Origins of the
Richland Campus
Origins of the
Richland Campus
Battelle’s building investment
Battelle’s building investment
By the early 1960s, “atomic” communities like Richland were concerned about their local economies’ heavy reliance on federal funding and employment. Many residents of Richland and surrounding areas worked at Hanford, a federal site that produced nuclear materials for the nation’s arms race with the Soviet Union. The Atomic Energy Commission (AEC), which managed Hanford at the time, began implementing economic diversification measures to mitigate the region’s primary dependence on the production of plutonium.
The AEC and local community leaders devised an innovative segmentation program to diversify the work at Hanford, replacing Hanford’s single major contractor (General Electric) with multiple contractors. Each contractor was responsible for a specific segment of work at Hanford. And each successful bidder would be required to invest in the development of small businesses in the community as well as research and development enterprises at Hanford.

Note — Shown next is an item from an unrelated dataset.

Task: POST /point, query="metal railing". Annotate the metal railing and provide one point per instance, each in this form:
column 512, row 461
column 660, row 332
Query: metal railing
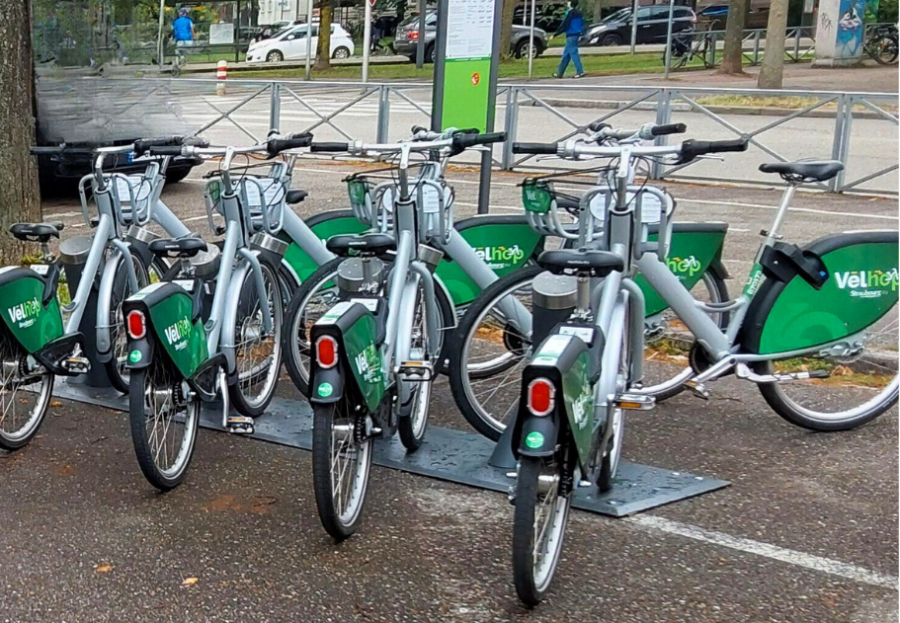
column 859, row 129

In 1964, Battelle, a not-for-profit research institute, submitted a proposal to operate the Hanford Laboratories. Battelle’s proposal stated that it would invest its own funds to construct facilities that “promoted research and development around the Pacific Northwest.” In exchange, Battelle would be able to use the laboratory facilities for non-Hanford research, thereby diversifying the local economy.
On January 4, 1965, the AEC awarded Battelle the contract, establishing what would become the Pacific Northwest National Laboratory. Battelle purchased 230 acres of the former Camp Hanford’s surplus land from the City of Richland. This parcel of land was located at the very north end of Richland, and Battelle immediately set out to build the first set of research facilities, which still are in use today on a much larger PNNL-Richland campus.
See more photos of Camp Hanford below
The prominent Seattle architectural firm of Naramore, Bain, Brady and Johansen (NBBJ) designed the layout of the Battelle campus and its first four buildings—the Research Operations Building, the Mathematics Building, the Physical Sciences Laboratory, and the Battelle Auditorium, which was made available for community events. These buildings were constructed in the late 1960s.
After construction, the campus was featured in the August 1969 issue of Architectural Record. The campus was highlighted as an example of a research complex that “considered the challenges of its physical surroundings with the nature of the lab’s work.”
Throughout the next few years, three additional buildings, also designed by NBBJ, were added to the campus: the Engineering Development Laboratory, followed by the Life Sciences Laboratory 2, and the Chemical Storage & Transfer Facility.
In 1971, President Richard Nixon visited the PNNL-Richland campus with his wife Patricia to commemorate the completion of the laboratory buildings. President Nixon addressed the crowd and then proceeded to the Research Operations Building for an AEC briefing.